Cyclone Winston forced many people to live in temporary shelters, exposing them to a high risk of being bitten by the mosquitoes that transmit dengue fever, a painful and debilitating disease that can be fatal. In response, the RFHAF-SROP team distributed bed nets to reduce rates of transmission.
UNITE AND PERFORM
IPPF is continually investing in structures and systems to adapt to changing environments and to increase operational effectiveness. Baseline results for Outcome 4 priority objectives are presented in Figure 8. Total income generated by the Secretariat increased by US$14.2 million in 2015 to US$130.4 million in 2016. This 12 per cent increase reflects a rise in both restricted and unrestricted funding.
To respond to the increasing pressure on official development assistance budgets, Member Associations continue to diversify their own income streams, through the sale of commodities, in-kind donations, and funds from local and international sources, including government. In 2016, unrestricted grant-receiving Member Associations raised a total of US$291.2 million locally, an increase of US$30.1 million, or 12 per cent, from 2015.
$130.4m
Total income generated by the Secretariat
$291.2m
Total income generated locally by unrestricted grant-receiving Member Associations
172,972
Number of IPPF Volunteers
10.2m
Number of activists
NEXT STEPS
The Global Gag Rule, has a devastating impact on the lives of millions of the world’s most vulnerable and under-served, particularly women and girls. Many organizations, including IPPF, are now faced with significant funding cuts. IPPF will work with governments and donors to bridge the funding gap, and we welcomed the She Decides initiative launched in March 2017 to raise funding to safeguard sexual and reproductive health and rights in future years. IPPF will continue to diversify its funding base by identifying opportunities with trusts, foundations, the private sector and local donors. Many Member Associations already raise significant amounts of funds from social enterprise initiatives.
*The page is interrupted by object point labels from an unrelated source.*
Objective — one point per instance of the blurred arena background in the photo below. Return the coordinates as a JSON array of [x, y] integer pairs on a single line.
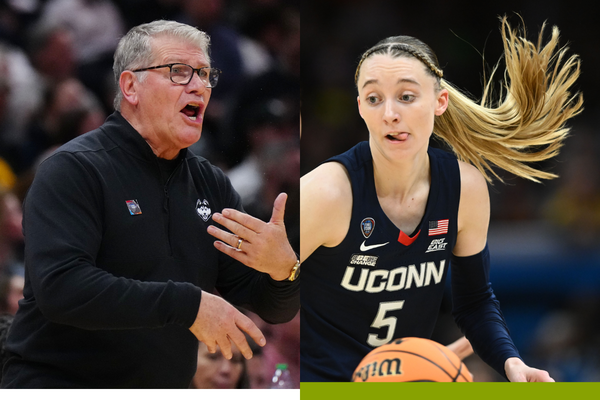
[[56, 83], [544, 238]]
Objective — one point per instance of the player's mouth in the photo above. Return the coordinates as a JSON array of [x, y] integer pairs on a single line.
[[192, 111], [397, 136]]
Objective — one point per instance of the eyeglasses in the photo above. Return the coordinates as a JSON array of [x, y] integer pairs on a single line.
[[182, 74]]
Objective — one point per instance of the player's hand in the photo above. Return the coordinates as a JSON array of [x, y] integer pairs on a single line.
[[264, 246], [517, 371], [218, 323], [462, 348]]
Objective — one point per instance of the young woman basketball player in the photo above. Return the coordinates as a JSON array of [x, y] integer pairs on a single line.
[[381, 223]]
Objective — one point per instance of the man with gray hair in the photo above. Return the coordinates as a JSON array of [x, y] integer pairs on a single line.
[[120, 227]]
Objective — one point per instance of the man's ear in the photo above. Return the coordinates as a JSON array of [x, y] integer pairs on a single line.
[[128, 84]]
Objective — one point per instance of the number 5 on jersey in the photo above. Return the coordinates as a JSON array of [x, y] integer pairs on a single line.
[[381, 321]]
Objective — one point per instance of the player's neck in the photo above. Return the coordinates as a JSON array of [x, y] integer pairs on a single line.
[[400, 178]]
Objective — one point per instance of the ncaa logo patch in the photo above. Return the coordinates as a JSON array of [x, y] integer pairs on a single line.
[[203, 209], [367, 226], [134, 207]]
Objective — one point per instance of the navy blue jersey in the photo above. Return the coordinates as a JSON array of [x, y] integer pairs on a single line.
[[379, 283]]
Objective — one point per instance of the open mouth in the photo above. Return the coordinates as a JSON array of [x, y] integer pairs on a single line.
[[192, 111], [397, 137]]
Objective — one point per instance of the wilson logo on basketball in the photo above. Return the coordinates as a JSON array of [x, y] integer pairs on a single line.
[[411, 360], [388, 367]]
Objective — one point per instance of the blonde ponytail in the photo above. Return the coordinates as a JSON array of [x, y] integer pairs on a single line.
[[528, 123]]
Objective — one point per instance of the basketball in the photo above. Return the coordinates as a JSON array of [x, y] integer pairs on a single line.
[[411, 360]]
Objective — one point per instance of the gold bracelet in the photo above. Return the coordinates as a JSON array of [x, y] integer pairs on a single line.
[[295, 272]]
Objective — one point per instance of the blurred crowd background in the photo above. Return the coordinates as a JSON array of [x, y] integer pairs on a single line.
[[544, 238], [56, 83]]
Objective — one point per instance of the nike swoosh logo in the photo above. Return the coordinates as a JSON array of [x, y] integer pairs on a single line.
[[373, 246]]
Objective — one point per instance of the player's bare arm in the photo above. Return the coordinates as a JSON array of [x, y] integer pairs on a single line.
[[325, 207]]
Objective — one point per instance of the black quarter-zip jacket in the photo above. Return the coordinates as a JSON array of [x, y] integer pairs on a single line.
[[116, 258]]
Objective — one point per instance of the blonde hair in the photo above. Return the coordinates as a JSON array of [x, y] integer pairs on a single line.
[[526, 125]]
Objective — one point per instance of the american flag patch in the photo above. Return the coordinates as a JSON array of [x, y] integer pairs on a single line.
[[438, 227]]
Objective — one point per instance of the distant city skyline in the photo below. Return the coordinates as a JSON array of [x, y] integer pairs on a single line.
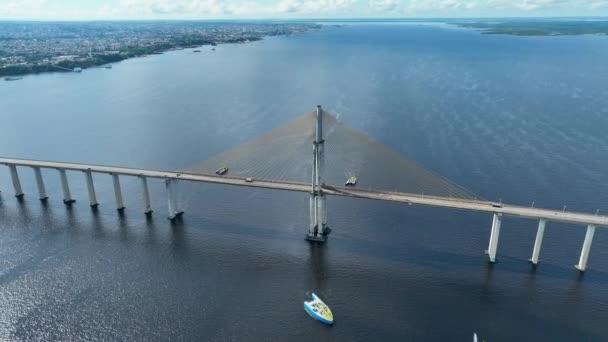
[[292, 9]]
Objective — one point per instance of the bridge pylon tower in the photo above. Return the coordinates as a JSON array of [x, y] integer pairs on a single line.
[[318, 229]]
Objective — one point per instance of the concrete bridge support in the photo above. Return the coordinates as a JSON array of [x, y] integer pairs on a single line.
[[16, 181], [67, 196], [174, 212], [493, 245], [538, 242], [118, 192], [318, 229], [146, 195], [40, 183], [91, 189], [582, 262]]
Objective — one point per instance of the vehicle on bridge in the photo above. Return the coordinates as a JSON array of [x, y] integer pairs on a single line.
[[352, 180], [222, 170]]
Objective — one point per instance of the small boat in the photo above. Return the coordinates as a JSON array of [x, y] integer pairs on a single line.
[[319, 310], [352, 180], [222, 170]]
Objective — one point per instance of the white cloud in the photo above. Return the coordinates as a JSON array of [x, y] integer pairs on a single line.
[[384, 5], [202, 9], [311, 6], [599, 4]]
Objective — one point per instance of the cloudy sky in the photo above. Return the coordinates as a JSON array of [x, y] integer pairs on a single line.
[[235, 9]]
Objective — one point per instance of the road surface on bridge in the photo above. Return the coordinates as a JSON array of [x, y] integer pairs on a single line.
[[445, 202]]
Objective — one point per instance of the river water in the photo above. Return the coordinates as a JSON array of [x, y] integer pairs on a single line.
[[517, 119]]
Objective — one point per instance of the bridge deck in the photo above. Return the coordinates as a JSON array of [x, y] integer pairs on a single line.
[[475, 205]]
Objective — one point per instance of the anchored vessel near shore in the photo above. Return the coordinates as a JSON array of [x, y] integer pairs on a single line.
[[318, 191]]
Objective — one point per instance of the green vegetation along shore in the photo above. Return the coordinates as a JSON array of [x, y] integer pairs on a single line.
[[540, 27]]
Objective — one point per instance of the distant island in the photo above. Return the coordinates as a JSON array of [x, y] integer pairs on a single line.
[[36, 47], [521, 27]]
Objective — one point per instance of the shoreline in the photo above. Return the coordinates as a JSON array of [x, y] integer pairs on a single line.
[[103, 59]]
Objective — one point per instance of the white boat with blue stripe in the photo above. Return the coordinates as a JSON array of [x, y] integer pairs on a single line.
[[319, 310]]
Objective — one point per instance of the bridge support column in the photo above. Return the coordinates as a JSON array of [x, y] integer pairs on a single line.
[[171, 199], [318, 229], [582, 262], [493, 245], [91, 189], [117, 192], [146, 195], [538, 242], [16, 181], [67, 196], [40, 183]]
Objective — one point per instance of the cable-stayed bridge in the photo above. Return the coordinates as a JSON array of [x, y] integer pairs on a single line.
[[275, 161]]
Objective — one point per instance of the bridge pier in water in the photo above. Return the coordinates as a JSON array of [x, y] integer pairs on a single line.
[[494, 234], [582, 262], [67, 195], [146, 195], [120, 206], [40, 183], [318, 229], [170, 185], [16, 181], [91, 189], [538, 242]]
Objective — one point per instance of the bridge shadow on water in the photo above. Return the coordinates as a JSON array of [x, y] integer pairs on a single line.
[[285, 154]]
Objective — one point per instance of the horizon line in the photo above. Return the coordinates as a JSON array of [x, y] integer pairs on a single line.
[[433, 18]]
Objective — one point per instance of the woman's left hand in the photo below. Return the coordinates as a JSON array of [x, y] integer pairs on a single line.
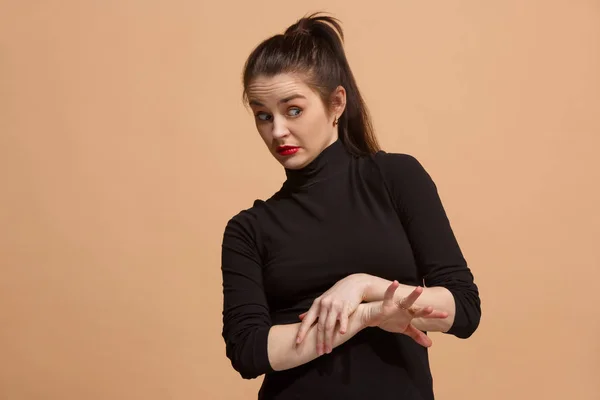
[[336, 304]]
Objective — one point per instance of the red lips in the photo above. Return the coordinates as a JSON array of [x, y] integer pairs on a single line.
[[287, 150]]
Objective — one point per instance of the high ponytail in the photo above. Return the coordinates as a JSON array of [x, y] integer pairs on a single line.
[[313, 47]]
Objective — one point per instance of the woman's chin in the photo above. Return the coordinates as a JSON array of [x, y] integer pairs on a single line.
[[295, 161]]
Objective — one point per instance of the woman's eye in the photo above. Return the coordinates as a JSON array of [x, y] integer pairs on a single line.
[[263, 116], [294, 112]]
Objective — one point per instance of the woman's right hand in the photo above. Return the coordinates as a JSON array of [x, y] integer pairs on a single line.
[[396, 315]]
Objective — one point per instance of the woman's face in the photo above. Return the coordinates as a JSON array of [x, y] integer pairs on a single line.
[[292, 119]]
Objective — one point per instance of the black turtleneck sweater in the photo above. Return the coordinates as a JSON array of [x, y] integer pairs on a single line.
[[341, 215]]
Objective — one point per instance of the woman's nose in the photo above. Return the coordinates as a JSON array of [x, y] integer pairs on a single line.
[[280, 128]]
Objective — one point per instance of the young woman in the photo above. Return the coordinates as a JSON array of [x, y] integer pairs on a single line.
[[331, 284]]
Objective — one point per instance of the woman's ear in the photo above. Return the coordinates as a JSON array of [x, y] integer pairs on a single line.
[[338, 101]]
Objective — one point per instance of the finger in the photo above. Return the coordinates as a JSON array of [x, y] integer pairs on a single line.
[[409, 300], [329, 329], [307, 321], [418, 336], [344, 320], [321, 331]]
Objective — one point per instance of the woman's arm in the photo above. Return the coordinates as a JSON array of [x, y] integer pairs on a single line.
[[439, 298], [448, 280], [253, 344], [286, 353]]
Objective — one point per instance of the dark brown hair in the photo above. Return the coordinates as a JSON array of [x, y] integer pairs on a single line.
[[313, 47]]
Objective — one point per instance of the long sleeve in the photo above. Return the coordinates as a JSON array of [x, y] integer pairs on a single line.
[[435, 248], [246, 318]]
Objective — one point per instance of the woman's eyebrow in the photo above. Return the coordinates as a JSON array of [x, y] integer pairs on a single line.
[[284, 100]]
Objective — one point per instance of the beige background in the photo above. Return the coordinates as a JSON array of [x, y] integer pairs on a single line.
[[125, 148]]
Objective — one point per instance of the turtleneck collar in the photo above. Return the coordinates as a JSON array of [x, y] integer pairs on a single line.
[[328, 163]]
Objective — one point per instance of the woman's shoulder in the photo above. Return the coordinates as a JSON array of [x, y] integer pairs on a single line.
[[396, 165]]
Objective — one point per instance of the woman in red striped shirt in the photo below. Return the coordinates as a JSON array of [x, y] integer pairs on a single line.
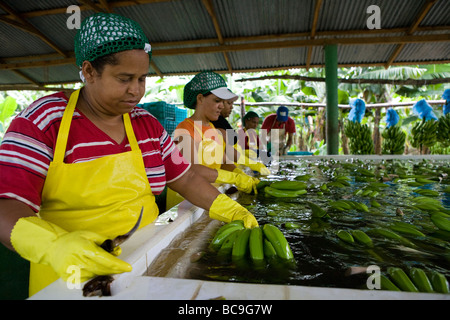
[[77, 171]]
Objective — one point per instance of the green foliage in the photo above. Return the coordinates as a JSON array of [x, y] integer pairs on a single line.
[[7, 110]]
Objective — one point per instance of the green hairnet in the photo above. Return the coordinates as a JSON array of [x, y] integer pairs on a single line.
[[204, 82], [105, 33]]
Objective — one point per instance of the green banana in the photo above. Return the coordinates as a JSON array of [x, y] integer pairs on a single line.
[[277, 193], [441, 221], [278, 241], [362, 237], [406, 229], [439, 282], [269, 251], [256, 244], [224, 232], [227, 246], [426, 192], [386, 233], [316, 210], [394, 140], [345, 236], [288, 185], [401, 279], [387, 284], [420, 279], [240, 245], [375, 204]]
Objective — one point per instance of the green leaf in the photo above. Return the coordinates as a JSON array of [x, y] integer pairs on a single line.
[[7, 108]]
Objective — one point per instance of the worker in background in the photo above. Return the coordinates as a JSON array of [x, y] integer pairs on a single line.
[[280, 129], [198, 139], [227, 131], [77, 171], [233, 150], [248, 137]]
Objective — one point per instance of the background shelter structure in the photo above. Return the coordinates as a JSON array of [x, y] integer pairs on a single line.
[[189, 36]]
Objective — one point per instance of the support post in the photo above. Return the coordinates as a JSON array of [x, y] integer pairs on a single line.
[[332, 126]]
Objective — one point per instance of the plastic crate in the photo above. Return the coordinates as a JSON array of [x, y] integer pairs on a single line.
[[161, 110], [180, 114]]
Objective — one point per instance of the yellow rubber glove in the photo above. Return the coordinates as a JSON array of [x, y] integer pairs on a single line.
[[243, 182], [260, 167], [43, 242], [227, 210]]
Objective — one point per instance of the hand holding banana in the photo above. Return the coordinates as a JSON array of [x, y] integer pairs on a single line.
[[234, 240]]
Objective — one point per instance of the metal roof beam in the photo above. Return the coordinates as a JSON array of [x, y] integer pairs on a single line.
[[313, 30], [28, 27], [209, 7], [426, 8]]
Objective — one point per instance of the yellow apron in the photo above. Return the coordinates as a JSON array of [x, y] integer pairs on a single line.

With the implementation of the Global Gag Rule and rising populism, IPPF and its partners are facing more opposition than ever before. IPPF will continue to increase political support for sexual and reproductive health and rights at local, national, regional and global levels. We will hold governments to account and track their commitments on Sustainable Development Goals 3 and 5. We will work with youth and women’s groups to amplify their voices as advocates for change in support of sexual and reproductive health and rights. IPPF will develop and disseminate guidelines, policies and best practices on service delivery in line with our Integrated Package of Essential Services and Quality of Care Framework.